Tom: The music is astonishingly good: pitch-perfect pop. Flo Rida doesn’t say anyone’s name. The rap bridge isn’t annoying. The chorus is amazing.

Tim: You’re wrong, on at least one and two-halves out of four counts. Specifically, 3, because it really is, and I’d say amazing and astonishingly good would be pushing it slightly.

Tom: Perhaps my tolerance for rap bridges is getting higher, then. Or perhaps I’m prepared to tolerate them on summer tracks – because this is a summer track, albeit one released in the depths of winter.

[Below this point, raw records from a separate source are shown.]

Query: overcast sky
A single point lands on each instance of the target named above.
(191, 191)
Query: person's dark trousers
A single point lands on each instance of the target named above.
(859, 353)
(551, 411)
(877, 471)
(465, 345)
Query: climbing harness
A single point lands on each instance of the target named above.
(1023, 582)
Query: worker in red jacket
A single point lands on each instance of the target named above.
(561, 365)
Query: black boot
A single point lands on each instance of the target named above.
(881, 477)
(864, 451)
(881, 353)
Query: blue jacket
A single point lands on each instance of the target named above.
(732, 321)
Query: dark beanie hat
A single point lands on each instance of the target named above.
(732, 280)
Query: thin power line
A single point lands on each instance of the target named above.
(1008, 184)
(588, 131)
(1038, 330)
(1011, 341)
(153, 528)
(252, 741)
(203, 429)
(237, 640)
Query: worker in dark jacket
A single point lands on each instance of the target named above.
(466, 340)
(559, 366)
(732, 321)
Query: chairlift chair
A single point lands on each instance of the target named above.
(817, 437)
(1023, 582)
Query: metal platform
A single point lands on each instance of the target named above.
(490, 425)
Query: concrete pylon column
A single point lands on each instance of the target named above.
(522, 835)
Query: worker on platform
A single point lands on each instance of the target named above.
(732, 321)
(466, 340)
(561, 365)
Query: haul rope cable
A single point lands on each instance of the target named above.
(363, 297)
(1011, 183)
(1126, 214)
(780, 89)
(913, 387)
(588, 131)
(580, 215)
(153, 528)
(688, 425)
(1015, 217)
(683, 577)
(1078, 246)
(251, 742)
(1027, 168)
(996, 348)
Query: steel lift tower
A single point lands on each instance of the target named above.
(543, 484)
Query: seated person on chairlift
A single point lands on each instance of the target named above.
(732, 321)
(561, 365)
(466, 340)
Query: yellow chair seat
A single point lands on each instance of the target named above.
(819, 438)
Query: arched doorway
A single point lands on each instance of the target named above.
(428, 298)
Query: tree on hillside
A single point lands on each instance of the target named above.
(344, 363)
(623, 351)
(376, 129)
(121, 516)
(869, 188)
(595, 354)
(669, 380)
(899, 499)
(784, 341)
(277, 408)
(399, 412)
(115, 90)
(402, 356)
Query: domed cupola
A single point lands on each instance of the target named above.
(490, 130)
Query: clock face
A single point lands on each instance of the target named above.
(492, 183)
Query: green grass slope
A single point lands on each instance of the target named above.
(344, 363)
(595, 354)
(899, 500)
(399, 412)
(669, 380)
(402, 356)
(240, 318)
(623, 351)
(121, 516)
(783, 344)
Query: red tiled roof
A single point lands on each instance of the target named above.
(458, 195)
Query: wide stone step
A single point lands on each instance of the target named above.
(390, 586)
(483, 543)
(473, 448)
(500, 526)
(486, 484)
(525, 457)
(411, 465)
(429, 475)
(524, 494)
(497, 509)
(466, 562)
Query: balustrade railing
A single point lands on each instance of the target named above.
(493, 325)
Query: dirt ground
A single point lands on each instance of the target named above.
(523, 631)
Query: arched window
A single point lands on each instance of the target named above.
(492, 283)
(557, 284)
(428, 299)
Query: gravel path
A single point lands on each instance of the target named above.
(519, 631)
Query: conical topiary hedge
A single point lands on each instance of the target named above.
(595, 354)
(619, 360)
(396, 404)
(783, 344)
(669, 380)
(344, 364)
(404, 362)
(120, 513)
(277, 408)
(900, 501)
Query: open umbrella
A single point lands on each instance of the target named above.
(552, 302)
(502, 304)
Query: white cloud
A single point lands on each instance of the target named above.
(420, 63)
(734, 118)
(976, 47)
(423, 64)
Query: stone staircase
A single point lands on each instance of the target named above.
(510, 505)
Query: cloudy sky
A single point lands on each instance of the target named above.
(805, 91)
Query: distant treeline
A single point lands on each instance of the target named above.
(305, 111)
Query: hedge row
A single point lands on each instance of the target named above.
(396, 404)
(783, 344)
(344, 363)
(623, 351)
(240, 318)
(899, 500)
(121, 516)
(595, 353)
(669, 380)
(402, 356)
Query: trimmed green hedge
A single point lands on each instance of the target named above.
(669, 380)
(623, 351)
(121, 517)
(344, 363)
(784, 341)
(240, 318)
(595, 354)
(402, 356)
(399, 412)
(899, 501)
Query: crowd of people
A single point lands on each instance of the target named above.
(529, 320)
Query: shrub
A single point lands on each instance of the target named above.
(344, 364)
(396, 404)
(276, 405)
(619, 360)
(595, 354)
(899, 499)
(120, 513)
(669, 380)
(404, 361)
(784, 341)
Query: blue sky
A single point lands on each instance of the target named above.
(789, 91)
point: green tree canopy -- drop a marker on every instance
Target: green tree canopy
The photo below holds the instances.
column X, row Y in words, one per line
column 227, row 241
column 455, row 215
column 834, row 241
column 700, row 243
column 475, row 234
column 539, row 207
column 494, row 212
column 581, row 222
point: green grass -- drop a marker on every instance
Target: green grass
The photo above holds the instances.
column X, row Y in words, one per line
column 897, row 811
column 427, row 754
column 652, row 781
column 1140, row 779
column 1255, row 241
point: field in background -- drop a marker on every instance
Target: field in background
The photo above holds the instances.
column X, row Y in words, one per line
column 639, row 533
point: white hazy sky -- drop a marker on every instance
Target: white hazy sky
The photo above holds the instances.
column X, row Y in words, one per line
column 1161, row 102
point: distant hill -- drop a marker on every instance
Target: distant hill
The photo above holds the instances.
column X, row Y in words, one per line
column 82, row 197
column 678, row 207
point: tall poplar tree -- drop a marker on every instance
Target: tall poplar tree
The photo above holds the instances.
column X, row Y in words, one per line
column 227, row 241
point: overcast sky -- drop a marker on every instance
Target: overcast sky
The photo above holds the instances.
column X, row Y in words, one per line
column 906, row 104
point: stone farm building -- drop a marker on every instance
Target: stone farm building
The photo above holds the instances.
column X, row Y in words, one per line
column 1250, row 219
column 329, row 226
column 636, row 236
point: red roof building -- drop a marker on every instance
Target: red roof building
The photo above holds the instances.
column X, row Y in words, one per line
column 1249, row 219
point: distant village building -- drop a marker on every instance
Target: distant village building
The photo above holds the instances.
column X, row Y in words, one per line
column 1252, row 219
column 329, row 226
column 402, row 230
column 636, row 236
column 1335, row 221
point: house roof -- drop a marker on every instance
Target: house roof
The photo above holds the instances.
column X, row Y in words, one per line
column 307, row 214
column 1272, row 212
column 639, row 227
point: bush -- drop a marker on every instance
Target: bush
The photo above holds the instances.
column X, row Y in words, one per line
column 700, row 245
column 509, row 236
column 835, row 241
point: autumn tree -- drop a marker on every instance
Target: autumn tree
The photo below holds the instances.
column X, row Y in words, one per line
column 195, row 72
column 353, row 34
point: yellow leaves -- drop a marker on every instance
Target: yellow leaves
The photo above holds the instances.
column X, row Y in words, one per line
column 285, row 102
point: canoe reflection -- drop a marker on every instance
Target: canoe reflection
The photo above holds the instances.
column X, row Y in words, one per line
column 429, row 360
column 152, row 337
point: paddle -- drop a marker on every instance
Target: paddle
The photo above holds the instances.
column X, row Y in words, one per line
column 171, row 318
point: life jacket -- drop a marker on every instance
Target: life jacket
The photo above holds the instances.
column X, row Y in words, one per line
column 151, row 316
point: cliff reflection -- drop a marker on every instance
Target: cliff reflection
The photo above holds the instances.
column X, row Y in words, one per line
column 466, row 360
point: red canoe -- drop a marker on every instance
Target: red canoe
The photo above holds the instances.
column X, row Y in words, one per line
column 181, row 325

Tim: Well, that may be true, but for anybody who’s in a similar boat to me, I recommend this rapper-free version, which really raises the question: what the hell is the point of Flo Rida? Nothing is improved by his presence, and at least two tracks (this and, if you’ll cast your mind back two years, The Saturdays’ Higher) are improved by his withdrawal.

Tom: But oh, my word, the video. Irritating, leprechaun-smug boy meets obnoxious, socially-oblivious girl, interrupted by a swaggering, show-off git. Could they have made anyone, anyone at all in the video sympathetic?

Tim: I don’t know – the bloke trying to get her attention in the record shop isn’t too annoying. Does that count?

Tom: Not nearly enough.

Flo Rida – Whistle

“That is the worst introduction you’ve ever written. Well done.”

Tom: Wait, this is a few weeks old now. Why this track?

Tim: Well, on Friday, we had a song no-one would ever have thought I liked. On Saturday, we had a song about fellatio. Now, let’s COMBINE THE TWO!

Tom: That is the worst introduction you’ve ever written. Well done.

Tim: Yes, I quite liked it too.

Tim: First, I want to make one thing clear: I hate that I like this song. Tune. Whatever. I still have no time for Flo Rida as a musician. His way of jumping into other people’s songs and ruining them is abhorrent, and the pleasure he takes in yelling out his name I find ridiculous. This, though, finds both those things pleasingly absent, and it replaces them with a cracking tune.

Tom: You know, there’s an art in making whistling sound good on a record – because it’s a sound with very few harmonics, it tends to sound incredibly rough and ear-grating. They haven’t quite managed it here, but they’ve come close – and yes, I’ve got to admit it’s a decent tune.

Tim: Unfortunately, the rapping bits are as disappointing as ever. BUT: they’re less than thirty seconds each, which is manageable, and they have a nice guitar/drum bit underneath them rather than some D&B/dubstep/other awful thing, and there are only two of them, or three if you include the middle eight. The rest of it I like. His singing (such as it is) is listenable enough, and the tune’s light-hearted and catchy.

Tom: Catchy to the extent that I was sure that I’d heard it before on the first listen. I can’t find anyone mentioning him sampling a track, so I think it’s just a very generic “upbeat/happy” tune that sounds like many others. Not bad for a summer hit.

Tim: The final positive thing of note, of course, is that when you strip everything away and get down to the meaning: it’s four minutes of an overweight guy asking for a blowjob. And that’s got to give it some points, surely?